My best friend is also my worst friend. Out of all the people in the world, she is the person I pick fights with relentlessly -- more than I do with my landlord, my go-to Seamless delivery guy or the f*ck-up laundromat owner down the street (that says a lot).

At first, I thought she and I butt heads like wildebeests because she’s a classic ENFJ, and I’ve got that whole INFP thing going on, but it doesn’t boil down to just that. Apparently, there’s a science to frequent fighting with friends.

I love my family. I love my friends. I talk about completely different things with both of them, but I fight with both of them just the same.

But why do we fight with people we love the most?

It’s an interesting concept, the whole thing: We act in a more volatile manner with the people we’d be the most devastated to lose.

It should be the opposite -- that is, we should be fighting the least with the people who are willing to overlook even our most compromising flaws.

But science says that half the time we tap into our belligerent selves, we’re not even trying to be malicious; we unconsciously act aggressively because that’s just part of being human.

We deem our friends and family as “safe” targets.

There are two types of aggression: direct and indirect. We impose direct aggression onto siblings and significant others.

Deborah South Richardson, a psychology professor at Georgia Regents University, hypothesized that people are directly aggressive to their siblings because they feel they have sturdy, stable relationships with them, not poor ones.

Richardson said:

Direct aggression with siblings, either verbal or physical, might be a safety issue. As in, I can confront my sibling, and I'm safe when I do it. I don't need to be indirect. I don't need to be passive.
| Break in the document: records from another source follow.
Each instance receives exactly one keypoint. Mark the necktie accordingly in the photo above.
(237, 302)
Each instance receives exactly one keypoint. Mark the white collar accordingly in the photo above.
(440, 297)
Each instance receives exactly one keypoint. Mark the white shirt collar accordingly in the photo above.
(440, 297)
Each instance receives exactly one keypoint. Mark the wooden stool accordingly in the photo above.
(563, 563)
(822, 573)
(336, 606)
My sibling will always be my sibling.

She went on to speculate that we engage in a similarly motivated push-and-pull with our romantic partners.
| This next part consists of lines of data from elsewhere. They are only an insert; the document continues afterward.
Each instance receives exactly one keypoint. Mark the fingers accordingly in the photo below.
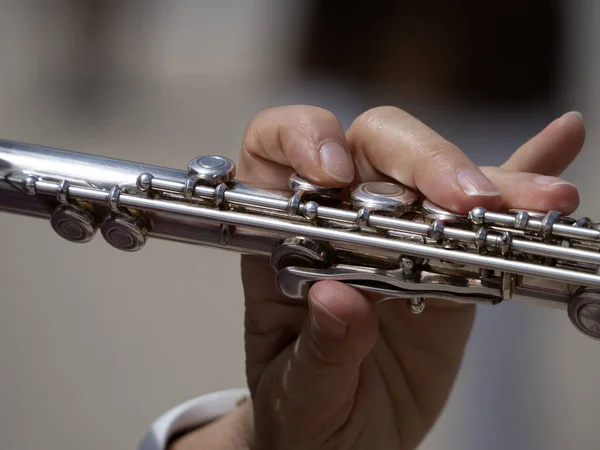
(391, 142)
(322, 373)
(533, 192)
(305, 139)
(552, 150)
Friends, on the other hand, tend to bear the weight of our indirect aggression -- AKA that passive-aggressive tension sh*t that fills the air when you and your friend are pissed at each other but too pissed for words, leading you to avoid confrontation like the bubonic plague.
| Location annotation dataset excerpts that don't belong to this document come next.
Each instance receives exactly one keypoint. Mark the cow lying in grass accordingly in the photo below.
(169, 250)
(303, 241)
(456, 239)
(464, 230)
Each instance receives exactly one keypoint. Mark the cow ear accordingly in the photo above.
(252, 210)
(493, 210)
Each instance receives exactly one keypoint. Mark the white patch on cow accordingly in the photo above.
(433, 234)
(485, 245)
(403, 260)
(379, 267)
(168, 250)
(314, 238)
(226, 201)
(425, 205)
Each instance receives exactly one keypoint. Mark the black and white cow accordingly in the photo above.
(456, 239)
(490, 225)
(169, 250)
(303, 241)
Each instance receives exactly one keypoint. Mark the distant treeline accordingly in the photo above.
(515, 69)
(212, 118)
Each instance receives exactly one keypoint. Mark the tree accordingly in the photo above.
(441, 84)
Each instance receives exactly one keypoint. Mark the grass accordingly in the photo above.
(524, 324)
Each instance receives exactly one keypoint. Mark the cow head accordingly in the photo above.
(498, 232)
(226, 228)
We have a lower tolerance for the behaviors of those we spend the most time with.

Well, we have a low tolerance for the negative qualities of the people we surround ourselves with, says Dr. Alex Lickerman.

And, because we’re likely to get more riled up about things we dislike as opposed to things that we do like, we end up making a point of getting into beef with them.

This one really got me thinking. I was on a three-hour-long flight the other day, and I spent two and a half hours of it being mercilessly kicked by the guy behind me.

Not wanting to make a scene, I kept my mouth shut the entire plane ride. Why is it so damn hard for us to be mean to people we’ll never even see again?

We don’t just fight with the ones we love most; we’re also more likely to cheat on them.

When we find out someone has cheated on his or her significant other, we’re at a loss for words. We think “How could he do that to someone he loves unconditionally?”

Here’s why: It’s no secret that our brains feel romantic love when we fall hard for someone. But there’s more to it than that.

According to biological anthropologist Helen Fisher, there are a total of three different parts of our brain that light up when we’re in love:

The first is romantic love, which keeps our focus to mate on one single person. The second is sex drive, which motivates us to do the exact opposite: It gets us wanting to experiment with a handful of partners to multiply our genes. The third is attachment, which brings about that feeling of security associated with having a long-term partner. This brain system, of course, is driven by our primal desire to start a family.

But sometimes, these three brain systems fall out of sync with one another.

We’re capable of feeling deeply attached to a long-term partner, feeling intense romantic love for someone else and feeling sexual attraction for a third person all at the same time.

In other words, we not only fight but also cheat simply because it’s in our nature. Sometimes, betrayals of people to whom we’ve made promises are too convoluted to rationalize.

We know that at the end of the day, those who love us won’t stop loving us.

It’s common sense that strangers and acquaintances are more likely to judge you for acting balls-to-the-wall crazy.

If I flipped out on a fellow New Yorker strolling alongside me on the sidewalk, he would think I’m a crazy bag lady, fling his briefcase as far as he could and run for New Jersey.

But our loved ones love us despite our crazy, and they will continue to love us for it (well, most of them will). So keep fighting the good fight, kids.